RBI Governor Shaktikanta Das, in his December 2023 monetary policy statement, said: “The overall tightening of liquidity conditions is attributed mainly to higher currency leakage during the festive season, government cash balances, and the Reserve Bank’s market operations. Driven by these autonomous factors, system liquidity tightened significantly compared to what was envisaged in the October policy statement.

“Going forward, government spending is likely to further ease liquidity conditions. On our part, the Reserve Bank will remain nimble in liquidity management,” Das then said.

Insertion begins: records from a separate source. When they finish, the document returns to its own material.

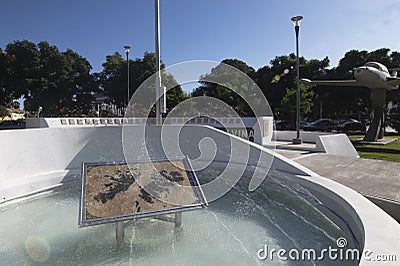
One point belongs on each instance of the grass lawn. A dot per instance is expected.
(389, 152)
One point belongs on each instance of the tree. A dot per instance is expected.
(3, 112)
(60, 82)
(279, 80)
(288, 108)
(229, 86)
(113, 78)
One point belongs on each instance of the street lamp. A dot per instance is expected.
(296, 20)
(127, 47)
(158, 61)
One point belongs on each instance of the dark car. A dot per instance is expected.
(320, 125)
(12, 124)
(351, 126)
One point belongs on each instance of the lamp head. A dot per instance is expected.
(296, 20)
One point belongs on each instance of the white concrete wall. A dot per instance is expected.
(35, 159)
(262, 126)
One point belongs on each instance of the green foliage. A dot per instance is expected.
(114, 78)
(389, 152)
(60, 82)
(230, 86)
(3, 111)
(287, 108)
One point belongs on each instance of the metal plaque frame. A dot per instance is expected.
(192, 178)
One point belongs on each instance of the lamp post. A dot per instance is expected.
(127, 47)
(296, 20)
(158, 62)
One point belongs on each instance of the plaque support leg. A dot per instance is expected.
(178, 219)
(120, 231)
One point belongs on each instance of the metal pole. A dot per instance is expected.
(158, 62)
(127, 47)
(120, 231)
(297, 83)
(296, 21)
(127, 63)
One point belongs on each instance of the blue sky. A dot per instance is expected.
(254, 31)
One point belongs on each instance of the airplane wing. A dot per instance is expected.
(347, 83)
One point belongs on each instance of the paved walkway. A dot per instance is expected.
(377, 180)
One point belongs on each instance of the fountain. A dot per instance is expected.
(292, 208)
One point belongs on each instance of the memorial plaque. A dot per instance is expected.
(113, 192)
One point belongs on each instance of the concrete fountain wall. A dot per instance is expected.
(36, 159)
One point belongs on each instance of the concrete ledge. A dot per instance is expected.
(306, 136)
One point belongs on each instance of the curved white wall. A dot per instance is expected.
(35, 159)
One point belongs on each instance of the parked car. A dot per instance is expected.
(320, 125)
(282, 125)
(12, 124)
(351, 126)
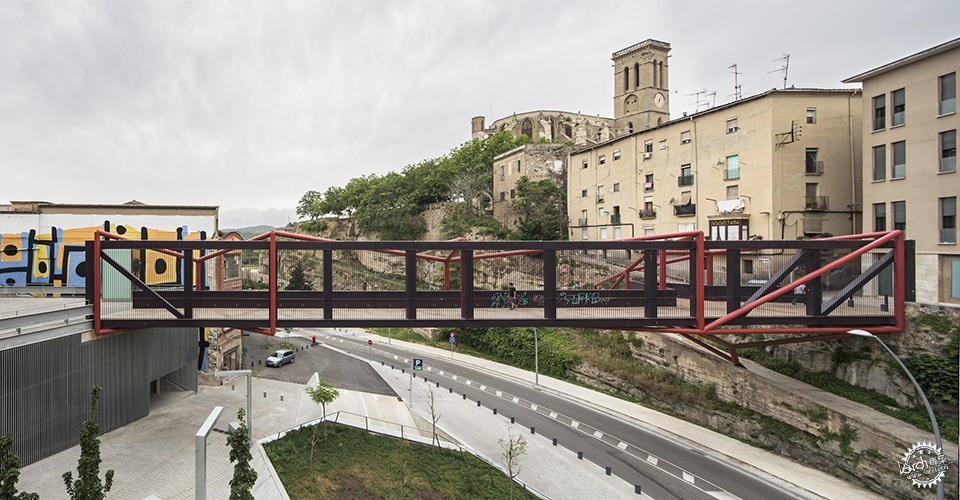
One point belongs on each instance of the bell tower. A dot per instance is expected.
(641, 97)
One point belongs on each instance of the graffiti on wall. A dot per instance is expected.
(57, 258)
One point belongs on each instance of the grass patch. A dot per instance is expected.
(351, 463)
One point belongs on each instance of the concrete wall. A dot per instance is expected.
(45, 386)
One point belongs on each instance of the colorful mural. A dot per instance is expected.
(58, 258)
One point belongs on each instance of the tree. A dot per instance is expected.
(10, 472)
(244, 476)
(298, 278)
(513, 449)
(88, 485)
(321, 394)
(541, 208)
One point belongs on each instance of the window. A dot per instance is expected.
(879, 216)
(898, 101)
(879, 163)
(733, 192)
(686, 176)
(948, 220)
(733, 168)
(948, 94)
(948, 151)
(879, 112)
(899, 167)
(231, 266)
(811, 165)
(732, 126)
(899, 215)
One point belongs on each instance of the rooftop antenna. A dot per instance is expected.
(698, 94)
(736, 82)
(713, 98)
(784, 68)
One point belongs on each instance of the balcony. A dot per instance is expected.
(814, 168)
(816, 203)
(685, 210)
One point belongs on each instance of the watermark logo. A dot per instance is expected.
(924, 465)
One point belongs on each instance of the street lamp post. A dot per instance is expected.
(923, 397)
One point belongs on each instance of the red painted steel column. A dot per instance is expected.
(899, 299)
(663, 269)
(97, 283)
(699, 294)
(274, 260)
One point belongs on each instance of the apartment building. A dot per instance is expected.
(911, 183)
(783, 164)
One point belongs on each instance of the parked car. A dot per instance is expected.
(280, 358)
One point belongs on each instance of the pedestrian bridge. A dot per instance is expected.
(676, 283)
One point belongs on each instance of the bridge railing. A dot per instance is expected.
(296, 281)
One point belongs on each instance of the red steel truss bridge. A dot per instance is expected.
(714, 293)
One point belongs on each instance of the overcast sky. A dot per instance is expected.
(247, 105)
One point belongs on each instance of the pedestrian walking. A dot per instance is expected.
(798, 293)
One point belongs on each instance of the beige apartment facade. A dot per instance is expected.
(534, 161)
(780, 165)
(910, 125)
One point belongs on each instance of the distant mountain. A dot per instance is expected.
(251, 231)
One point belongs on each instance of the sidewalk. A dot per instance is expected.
(762, 463)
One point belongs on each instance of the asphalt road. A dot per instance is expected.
(665, 467)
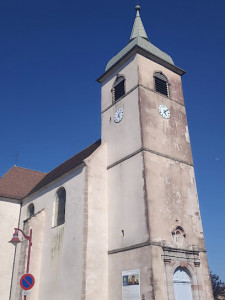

RBI asks banks to temporarily maintain incremental CRR

‘Change monetary policy stance’

India Ratings and Research (Ind-Ra), in a report, observed that the RBI will necessarily have to infuse more durable liquidity into the banking system if the ongoing tight liquidity conditions persist.

On a net basis, the RBI has injected liquidity averaging ₹1.8-lakh crore between December 16, 2023, and January 14, 2024, it said.

“Sustained tightness in the banking system liquidity could prove to be onerous for borrowers and will worsen in case government spending does not accelerate in a meaningful way.

“Therefore, the infusion of durable liquidity is becoming necessary, and idealistically, the monetary policy stance should change to ‘neutral’ from ‘withdrawal of accommodation’ to maintain consistency of stance and action, opined Soumyajit Niyogi, Director, Core Analytical Group, Ind-Ra.